Step 1: Preparing the screen
Preparing the screen is the first part of the process and the quality of the final product depends heavily on this stage. In most cases, a light-sensitive emulsion is applied to a mesh screen (this is the green bit you normally see on a screen) which is then exposed to UV light. During this process, your design, a stencil of which has been placed onto the mesh itself, is ‘burned’ into the emulsion. Once the exposure is finished, the screen is hosed down with water to remove the soft emulsion, leaving only your design behind. The screen is now ready to use for printing.
In some cases, designs can be printed directly onto an emulsion-coated screen using special printers. When this happens designs are printed directly onto the mesh and revealed when the emulsion is washed away, leaving a print-ready screen.
Step 2: Separating colour layers
If there’s more than one colour to your design, the process is repeated so that each colour in your design is separated into individual layers on different screens. Used three colours in your design? Then three screens will be needed, one for each colour. When it comes to colour matching, endless variations can be achieved with the right mix of inks and expert precision, and this is where Pantone colour checking comes into play.
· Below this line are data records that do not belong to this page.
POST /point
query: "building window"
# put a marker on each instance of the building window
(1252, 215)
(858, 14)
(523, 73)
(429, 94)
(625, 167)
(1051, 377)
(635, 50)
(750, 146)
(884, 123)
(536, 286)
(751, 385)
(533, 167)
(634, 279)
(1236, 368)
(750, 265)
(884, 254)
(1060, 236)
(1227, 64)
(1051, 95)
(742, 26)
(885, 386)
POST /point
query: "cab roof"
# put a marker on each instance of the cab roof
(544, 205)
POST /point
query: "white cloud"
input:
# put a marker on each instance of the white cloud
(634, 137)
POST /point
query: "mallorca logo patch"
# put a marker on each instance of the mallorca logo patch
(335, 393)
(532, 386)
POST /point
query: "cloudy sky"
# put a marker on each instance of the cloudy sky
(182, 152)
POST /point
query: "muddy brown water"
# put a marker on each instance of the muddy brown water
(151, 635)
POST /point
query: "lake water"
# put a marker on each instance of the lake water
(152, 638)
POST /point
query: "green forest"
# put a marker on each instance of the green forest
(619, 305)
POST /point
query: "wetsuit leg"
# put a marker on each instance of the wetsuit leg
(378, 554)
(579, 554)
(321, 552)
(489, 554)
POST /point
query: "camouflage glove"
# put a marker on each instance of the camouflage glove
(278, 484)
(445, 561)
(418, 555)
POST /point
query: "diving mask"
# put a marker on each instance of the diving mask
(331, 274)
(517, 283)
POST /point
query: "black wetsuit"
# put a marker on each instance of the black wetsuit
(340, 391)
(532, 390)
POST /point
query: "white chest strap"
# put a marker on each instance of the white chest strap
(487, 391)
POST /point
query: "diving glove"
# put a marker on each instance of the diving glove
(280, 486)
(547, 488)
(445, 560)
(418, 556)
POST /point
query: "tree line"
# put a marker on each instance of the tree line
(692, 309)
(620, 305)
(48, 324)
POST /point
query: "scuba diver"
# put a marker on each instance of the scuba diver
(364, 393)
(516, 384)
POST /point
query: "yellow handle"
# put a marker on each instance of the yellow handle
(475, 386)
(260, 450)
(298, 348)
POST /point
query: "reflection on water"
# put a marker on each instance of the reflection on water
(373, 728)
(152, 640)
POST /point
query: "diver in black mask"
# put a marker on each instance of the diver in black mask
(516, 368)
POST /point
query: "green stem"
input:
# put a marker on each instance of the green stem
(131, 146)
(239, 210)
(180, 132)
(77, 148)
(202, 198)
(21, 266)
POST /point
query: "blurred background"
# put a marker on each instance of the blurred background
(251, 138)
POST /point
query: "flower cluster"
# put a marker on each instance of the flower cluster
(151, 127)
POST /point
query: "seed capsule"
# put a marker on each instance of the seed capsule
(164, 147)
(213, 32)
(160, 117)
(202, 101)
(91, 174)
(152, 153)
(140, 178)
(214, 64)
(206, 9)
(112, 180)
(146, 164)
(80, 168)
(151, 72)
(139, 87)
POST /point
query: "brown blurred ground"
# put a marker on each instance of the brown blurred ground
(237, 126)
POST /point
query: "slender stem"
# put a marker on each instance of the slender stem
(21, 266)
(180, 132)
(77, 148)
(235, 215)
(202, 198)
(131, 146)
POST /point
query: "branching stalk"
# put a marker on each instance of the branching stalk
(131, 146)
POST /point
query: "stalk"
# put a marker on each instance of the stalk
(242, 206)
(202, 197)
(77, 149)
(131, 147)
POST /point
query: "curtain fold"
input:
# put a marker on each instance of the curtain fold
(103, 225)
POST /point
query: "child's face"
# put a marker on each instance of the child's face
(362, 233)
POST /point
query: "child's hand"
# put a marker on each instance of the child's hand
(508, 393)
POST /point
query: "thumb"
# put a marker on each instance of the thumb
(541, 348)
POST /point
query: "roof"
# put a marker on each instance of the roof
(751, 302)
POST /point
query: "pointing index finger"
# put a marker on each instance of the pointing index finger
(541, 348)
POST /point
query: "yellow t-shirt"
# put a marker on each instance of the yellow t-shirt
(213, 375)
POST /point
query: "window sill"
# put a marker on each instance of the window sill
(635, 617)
When your design is submitted for print we find the exact matching Pantone colour so our print team know exactly which variation of colour to print your design with.
Once your screen(s) have been prepared, it’s time to print.
Step 3: Alignment and printing
Next, the screen is carefully lined up on the printing press and positioned on the T-shirt using either laser or manual alignment tools, it’s a bit of a skill and one of the most important parts of the entire process. This is how you ensure your print is in the exact same place when the process is repeated 100s of times.
Once aligned properly, a squeegee (rubber-edged, hand-held blade) is used to press ink through the design area on the screen mesh, leaving the final print on your T-shirt underneath. If there are multiple colours in the design, the process will be repeated for each colour.
Step 4: Heat Curing
It’s then super important to heat cure the T-shirt to ensure the print is sealed and stays in place. Otherwise, the design would fade straightaway in the wash. The ink has to reach a certain temperature in order to bond it to the fabric. Different types of ink need to be cured at varying temperatures and for different lengths of time, so this stage requires an expert approach.
Step 5: Other points to consider
Screen printing is a brilliant way to print, and there are many reasons to use this approach. If you’re printing on a large scale, it’s a relatively cheap and quick way to print. However, if you’re looking to print a short run of T-shirts it can be an expensive option because of the setup costs of the screens, as making a new screen can be expensive. In this instance, DTG printing is usually a more viable option. Similarly, if your design involves more than a few colours, varying gradients or shadows, more screens will be needed, which will also affect the cost.
As screen printing develops with time and advancing technology, there are constantly new innovations popping up that make it a more efficient, and waste-free way to print. Organic and natural inks are increasingly available to use, and new technologies can make printing more precise than ever before.